A moment of silence for yet another Hollywood couple to be struck down by the One Year curse. Amber Rose and Wiz Khalifa are kaput.?
It seems no amount of public licking, strategically placed silver chains, or poorly thought out body art could save this marriage, because Amber filed for divorce on Tuesday citing ‘irreconcilable differences’. I know this is a trying time for you guys, but can’t you come up with a more interesting reason for your split? For the sake of our constant entertainment? I miss the days of golfers being chased with a nine iron because they got caught sleeping with more porn stars than…well, a porn star.
They tied the knot last July after being together since 2011, and they have a genuinely adorable one-year old son called Sebastian.

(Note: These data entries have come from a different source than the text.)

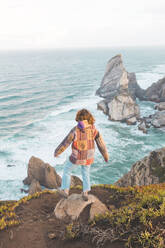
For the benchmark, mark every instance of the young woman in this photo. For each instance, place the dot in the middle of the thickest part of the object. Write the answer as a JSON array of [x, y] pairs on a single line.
[[83, 136]]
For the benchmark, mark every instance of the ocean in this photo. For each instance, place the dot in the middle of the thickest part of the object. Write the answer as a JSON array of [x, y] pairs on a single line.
[[40, 93]]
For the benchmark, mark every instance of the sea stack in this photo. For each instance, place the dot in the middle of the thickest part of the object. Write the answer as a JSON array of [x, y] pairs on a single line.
[[119, 89]]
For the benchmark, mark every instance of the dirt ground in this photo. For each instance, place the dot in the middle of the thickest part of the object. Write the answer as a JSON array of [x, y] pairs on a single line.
[[38, 223]]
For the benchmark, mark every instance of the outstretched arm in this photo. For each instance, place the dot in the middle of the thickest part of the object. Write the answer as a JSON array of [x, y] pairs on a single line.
[[101, 146], [65, 143]]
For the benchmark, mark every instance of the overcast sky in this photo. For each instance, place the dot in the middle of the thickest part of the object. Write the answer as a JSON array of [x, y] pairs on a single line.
[[28, 24]]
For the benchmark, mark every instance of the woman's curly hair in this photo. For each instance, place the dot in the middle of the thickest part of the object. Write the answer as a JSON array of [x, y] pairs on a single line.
[[84, 114]]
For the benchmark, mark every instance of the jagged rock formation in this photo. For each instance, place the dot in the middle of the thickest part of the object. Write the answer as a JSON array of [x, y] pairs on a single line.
[[116, 79], [34, 187], [41, 173], [149, 170], [158, 119], [156, 92], [160, 106], [120, 89], [74, 205]]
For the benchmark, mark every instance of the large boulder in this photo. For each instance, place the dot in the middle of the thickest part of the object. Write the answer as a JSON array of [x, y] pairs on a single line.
[[149, 170], [44, 173], [116, 78], [73, 206], [158, 119], [156, 92]]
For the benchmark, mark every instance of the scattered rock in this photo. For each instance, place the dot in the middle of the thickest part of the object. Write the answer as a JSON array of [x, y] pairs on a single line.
[[160, 106], [97, 208], [142, 126], [10, 165], [44, 173], [75, 181], [24, 191], [149, 170], [34, 187], [158, 119], [156, 92], [102, 105], [111, 207], [131, 121], [11, 235], [74, 205], [51, 235]]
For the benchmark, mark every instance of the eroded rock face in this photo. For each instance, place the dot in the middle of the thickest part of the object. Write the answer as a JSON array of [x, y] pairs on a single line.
[[120, 89], [149, 170], [44, 173], [123, 107], [160, 106], [116, 79], [156, 92], [74, 205]]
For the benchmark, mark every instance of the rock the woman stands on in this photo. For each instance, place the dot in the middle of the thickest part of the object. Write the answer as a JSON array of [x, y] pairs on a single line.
[[83, 138]]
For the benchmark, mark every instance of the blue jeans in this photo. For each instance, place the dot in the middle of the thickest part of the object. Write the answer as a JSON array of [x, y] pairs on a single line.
[[85, 170]]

Look at those chubby cheeks!
I don’t wanna say that I called this split, but I totally did. What’s that saying about a stopped clock being right twice a day? Not that it takes a genius to recognize that nine out of ten S.O themed tattoos end in bitter regret. Kids, never get a permanent reminder of something that has the potential to be temporary. Johnny Depp might be able to carry off a ‘Wino Forever’ tattoo, but you will never be as cool as that.
Also, don’t get any tattoo written in a language that you don’t speak. That has nothing to do with this, I just think it needs saying more.
It’s still early days, ?so there aren’t many juicy details about what went wrong but rumour has it that the newly single Nick Cannon is involved somewhere along the way. He’s Amber’s newly appointed talent manager (maybe the world’s easiest job?) and insiders seem to think that they’ve been hooking up on the side, which is why Amber’s made like many a Kim Kardashian zipper and split.
Other insiders are insisting that Wiz was the one to stick his sausage where it didn’t belong, so who knows where this one’s going. We may get an entertaining celebrity divorce yet! So much more fun than ‘conscious uncoupling’.
They reportedly have a pre-nup to protect their cash, so Amber might have to look elsewhere for the funds to cover up his portrait. Personally, I’d go for the classic ‘VOID’ stamp.